1.  An EHR donation arrangement is an effective way for hospitals to align with their physicians.

In the world of health information exchange, having the technological ability to seamlessly communicate with a hospital or referring physician is crucial to effective patient care.  It enables physicians and hospitals alike to efficiently obtain patient information and to exchange this information as needed to ensure quality patient care.

2.  There are specific rules – and significant consequences for breaking those rules.

Be careful not to run afoul of the Stark or Anti-Kickback rules.  Ensure that your contracts are compliant with both Stark and Anti-Kickback and that the arrangement is not designed at rewarding referring physicians.  

3.  What is the hospital taking on when it becomes an EHR vendor?  

What are the consequences for a physician practice if the local hospital is also its EHR vendor?  In many arrangements the hospital is the contracting party with the EHR software vendor (i.e.
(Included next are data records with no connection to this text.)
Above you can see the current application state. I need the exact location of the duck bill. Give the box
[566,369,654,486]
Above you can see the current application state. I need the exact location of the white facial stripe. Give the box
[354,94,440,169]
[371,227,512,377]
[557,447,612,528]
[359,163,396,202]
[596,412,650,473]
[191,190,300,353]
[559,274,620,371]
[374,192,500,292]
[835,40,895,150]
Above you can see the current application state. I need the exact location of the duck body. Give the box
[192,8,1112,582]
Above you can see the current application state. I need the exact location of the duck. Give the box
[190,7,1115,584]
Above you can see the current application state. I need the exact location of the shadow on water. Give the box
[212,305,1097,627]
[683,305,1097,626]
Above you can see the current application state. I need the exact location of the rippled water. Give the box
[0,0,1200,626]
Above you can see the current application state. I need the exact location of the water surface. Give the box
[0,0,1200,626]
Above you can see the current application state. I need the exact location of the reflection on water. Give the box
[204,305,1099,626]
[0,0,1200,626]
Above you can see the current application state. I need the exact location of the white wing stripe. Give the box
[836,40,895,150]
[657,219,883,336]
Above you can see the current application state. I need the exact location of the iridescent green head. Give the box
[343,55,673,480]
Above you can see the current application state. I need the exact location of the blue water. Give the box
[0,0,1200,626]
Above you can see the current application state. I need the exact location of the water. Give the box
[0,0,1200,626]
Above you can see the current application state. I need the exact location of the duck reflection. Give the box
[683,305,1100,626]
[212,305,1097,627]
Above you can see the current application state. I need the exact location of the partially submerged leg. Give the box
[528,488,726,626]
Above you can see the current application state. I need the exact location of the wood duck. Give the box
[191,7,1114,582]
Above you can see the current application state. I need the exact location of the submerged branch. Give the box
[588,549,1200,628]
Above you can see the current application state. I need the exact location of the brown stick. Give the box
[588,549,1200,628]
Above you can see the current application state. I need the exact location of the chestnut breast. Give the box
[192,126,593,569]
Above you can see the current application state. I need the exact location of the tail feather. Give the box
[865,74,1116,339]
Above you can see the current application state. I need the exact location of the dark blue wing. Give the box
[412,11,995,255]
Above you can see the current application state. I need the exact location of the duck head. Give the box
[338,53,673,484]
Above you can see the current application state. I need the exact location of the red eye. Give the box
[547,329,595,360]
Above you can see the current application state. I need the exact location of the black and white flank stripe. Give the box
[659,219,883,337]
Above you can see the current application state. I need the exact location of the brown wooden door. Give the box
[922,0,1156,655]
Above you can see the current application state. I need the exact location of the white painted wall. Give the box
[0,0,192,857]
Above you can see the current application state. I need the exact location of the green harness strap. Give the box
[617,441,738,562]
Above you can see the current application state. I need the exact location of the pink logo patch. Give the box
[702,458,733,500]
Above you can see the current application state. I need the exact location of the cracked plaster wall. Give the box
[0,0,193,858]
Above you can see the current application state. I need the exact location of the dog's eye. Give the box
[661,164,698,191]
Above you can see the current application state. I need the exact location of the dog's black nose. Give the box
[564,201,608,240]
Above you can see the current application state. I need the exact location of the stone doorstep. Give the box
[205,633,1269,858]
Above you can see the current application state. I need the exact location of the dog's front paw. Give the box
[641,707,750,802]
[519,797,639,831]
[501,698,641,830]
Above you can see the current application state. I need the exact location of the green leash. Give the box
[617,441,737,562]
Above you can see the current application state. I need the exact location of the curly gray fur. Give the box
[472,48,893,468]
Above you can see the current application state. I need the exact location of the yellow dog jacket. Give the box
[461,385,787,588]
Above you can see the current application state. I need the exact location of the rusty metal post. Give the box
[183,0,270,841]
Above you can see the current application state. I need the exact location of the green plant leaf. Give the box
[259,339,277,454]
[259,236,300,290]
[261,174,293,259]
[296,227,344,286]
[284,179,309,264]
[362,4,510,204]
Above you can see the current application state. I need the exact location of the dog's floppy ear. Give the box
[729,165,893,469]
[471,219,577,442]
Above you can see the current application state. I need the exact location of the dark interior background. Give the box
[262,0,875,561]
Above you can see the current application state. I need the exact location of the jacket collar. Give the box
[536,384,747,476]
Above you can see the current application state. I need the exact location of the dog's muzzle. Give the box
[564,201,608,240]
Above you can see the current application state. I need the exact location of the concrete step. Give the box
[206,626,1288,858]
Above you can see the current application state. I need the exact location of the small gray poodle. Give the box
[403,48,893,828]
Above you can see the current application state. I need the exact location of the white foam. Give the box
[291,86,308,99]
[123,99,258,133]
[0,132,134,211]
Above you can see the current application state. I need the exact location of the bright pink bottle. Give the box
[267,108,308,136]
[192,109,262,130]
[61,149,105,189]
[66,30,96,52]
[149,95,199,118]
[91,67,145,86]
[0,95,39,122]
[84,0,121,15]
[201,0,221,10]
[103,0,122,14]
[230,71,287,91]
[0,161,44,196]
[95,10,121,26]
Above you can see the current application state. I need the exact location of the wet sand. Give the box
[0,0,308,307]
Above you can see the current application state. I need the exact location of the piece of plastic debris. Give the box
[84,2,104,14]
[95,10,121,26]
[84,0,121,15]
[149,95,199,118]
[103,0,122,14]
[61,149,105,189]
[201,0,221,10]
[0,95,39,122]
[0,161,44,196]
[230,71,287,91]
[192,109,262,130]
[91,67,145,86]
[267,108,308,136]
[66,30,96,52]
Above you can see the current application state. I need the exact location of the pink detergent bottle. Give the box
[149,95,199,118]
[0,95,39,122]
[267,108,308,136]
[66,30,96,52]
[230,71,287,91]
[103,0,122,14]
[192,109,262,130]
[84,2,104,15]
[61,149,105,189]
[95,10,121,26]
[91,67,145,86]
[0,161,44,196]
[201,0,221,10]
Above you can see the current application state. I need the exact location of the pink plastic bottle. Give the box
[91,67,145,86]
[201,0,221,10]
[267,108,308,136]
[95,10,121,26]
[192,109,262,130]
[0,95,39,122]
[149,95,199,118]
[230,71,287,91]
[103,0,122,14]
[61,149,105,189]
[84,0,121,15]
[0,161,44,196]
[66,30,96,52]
Epic, Cerner, etc.) and owns the relationship.  Physician groups will look to the hospital to obtain necessary service, updates, modules and when the system malfunctions.  The hospital should evaluate if it is able to take on this role.

4.  Physicians need to know what to expect as recipients of an EHR donation.
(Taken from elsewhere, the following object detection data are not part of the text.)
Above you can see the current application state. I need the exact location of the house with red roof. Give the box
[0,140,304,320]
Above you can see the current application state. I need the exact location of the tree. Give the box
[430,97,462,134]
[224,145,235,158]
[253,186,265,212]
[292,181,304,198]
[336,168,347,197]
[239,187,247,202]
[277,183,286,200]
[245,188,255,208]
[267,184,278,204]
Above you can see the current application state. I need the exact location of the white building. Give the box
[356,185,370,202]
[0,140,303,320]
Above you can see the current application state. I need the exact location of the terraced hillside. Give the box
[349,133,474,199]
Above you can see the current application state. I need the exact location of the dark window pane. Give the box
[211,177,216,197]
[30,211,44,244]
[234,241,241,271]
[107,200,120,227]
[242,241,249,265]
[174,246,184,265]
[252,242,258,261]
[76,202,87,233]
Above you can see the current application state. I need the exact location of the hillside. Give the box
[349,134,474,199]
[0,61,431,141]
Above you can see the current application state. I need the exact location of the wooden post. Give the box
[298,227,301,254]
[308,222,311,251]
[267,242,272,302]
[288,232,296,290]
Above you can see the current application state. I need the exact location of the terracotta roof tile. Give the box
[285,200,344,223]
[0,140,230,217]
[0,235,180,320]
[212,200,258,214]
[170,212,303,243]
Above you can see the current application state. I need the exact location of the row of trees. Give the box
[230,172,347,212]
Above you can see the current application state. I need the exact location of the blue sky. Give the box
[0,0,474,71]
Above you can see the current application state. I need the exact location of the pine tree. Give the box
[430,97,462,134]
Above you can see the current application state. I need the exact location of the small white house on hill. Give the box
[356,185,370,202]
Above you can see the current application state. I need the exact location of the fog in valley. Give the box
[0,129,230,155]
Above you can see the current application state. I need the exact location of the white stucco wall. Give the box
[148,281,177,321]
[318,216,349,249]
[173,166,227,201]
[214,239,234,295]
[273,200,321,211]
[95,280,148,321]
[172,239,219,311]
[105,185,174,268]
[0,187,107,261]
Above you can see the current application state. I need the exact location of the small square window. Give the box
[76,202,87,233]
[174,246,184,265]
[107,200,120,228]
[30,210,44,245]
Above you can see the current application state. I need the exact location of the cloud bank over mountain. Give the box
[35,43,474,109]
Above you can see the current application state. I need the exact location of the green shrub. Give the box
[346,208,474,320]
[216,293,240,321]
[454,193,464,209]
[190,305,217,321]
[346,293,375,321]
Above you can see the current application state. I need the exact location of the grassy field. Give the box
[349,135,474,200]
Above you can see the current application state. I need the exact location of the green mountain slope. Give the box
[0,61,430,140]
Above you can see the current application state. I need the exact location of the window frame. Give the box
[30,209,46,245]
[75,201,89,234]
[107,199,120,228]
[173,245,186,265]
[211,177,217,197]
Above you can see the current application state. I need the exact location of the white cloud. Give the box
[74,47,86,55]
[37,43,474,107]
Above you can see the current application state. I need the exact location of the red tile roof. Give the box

Often times the physician group is giving up its autonomy in choosing the EHR vendor, configuration or customization and must often defer to the hospital to make appropriate purchase, upgrade and service decisions.  In addition, even though the hospital may be picking up the majority of the costs (no more than 85%) the investment may still be expensive (and will likely exceed the meaningful use incentive dollars).  Items such as hardware, storage, and operating system software are excluded from the donation.    
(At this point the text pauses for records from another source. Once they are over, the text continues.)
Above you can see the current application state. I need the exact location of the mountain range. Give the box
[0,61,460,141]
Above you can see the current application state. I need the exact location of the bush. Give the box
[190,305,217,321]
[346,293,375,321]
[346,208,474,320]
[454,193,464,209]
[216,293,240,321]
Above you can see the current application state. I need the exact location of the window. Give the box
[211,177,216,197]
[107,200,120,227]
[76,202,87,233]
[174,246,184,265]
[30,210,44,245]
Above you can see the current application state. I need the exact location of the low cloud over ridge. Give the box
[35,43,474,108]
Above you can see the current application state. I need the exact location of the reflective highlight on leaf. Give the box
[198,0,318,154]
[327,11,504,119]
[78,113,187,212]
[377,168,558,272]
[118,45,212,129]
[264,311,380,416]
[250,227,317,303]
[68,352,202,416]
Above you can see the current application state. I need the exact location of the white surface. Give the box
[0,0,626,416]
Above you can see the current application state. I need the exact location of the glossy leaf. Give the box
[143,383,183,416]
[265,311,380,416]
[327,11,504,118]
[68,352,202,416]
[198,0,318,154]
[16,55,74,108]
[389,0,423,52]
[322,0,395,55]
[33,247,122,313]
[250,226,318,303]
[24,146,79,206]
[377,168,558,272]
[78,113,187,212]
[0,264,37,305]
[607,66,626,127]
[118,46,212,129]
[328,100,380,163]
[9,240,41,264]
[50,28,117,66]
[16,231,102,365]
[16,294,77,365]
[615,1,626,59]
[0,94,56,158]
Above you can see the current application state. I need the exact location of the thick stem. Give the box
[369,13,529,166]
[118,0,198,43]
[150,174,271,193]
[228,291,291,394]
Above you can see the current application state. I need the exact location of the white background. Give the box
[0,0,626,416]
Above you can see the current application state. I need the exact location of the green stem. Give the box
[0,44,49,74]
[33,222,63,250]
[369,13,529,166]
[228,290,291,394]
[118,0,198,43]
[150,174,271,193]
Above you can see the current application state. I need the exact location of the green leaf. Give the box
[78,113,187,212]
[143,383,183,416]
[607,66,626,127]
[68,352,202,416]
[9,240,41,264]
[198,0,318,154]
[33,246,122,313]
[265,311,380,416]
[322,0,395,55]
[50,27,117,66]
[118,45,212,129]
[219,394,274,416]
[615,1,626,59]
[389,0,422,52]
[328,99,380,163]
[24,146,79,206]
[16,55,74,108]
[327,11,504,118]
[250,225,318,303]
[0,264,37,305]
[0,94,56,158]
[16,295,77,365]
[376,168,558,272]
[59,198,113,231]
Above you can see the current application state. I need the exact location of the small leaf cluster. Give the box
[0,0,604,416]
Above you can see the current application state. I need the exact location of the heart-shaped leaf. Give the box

5.  Before you align, be clear about who will get the “record collection” if things don’t turn out.

Before entering into a donation arrangement the parties should have a clear understanding of what happens if the relationship goes awry.  How will the records be divided, extracted, or migrated into a new system?  Will the physician group be able to maintain a relationship with the software vendor independently?  What are the ramifications of changing vendors and separating from the hospital EHR?

Special thanks to ECG’s Michelle Holmes and OMW attorney David Schoolcraft for composing this list based on their HIMSS14 presentation “Using Stark/Anti-Kickback to Support Hospital/Physician IT Alignment Strategies.

For more information on designing Stark/Anti-Kickback compliant donation arrangements please see the previous posts describing the exception requirements and the 2013 updates.  For assistance in creating a donation arrangement please contact Elana ZanaMichelle Holmes or David Schoolcraft.

 

Understanding Stark/Anti-Kickback Compliant EHR Donation Arrangements

In 2006 and extended in December 2013, CMS issued Stark and Anti-Kickback exceptions/safe harbors permitting EHR technology donation arrangements between hospitals (and other organizations) and physician groups.  This exception permitted hospitals to aid physician groups, who may be referral sources, in acquiring and implementing EHR and other health information technology.  Originally, hospitals had a seven-year window in which to engage in these donation arrangements, though in December 2013 CMS extended the donation arrangements for an additional 7 years through December 31, 2021.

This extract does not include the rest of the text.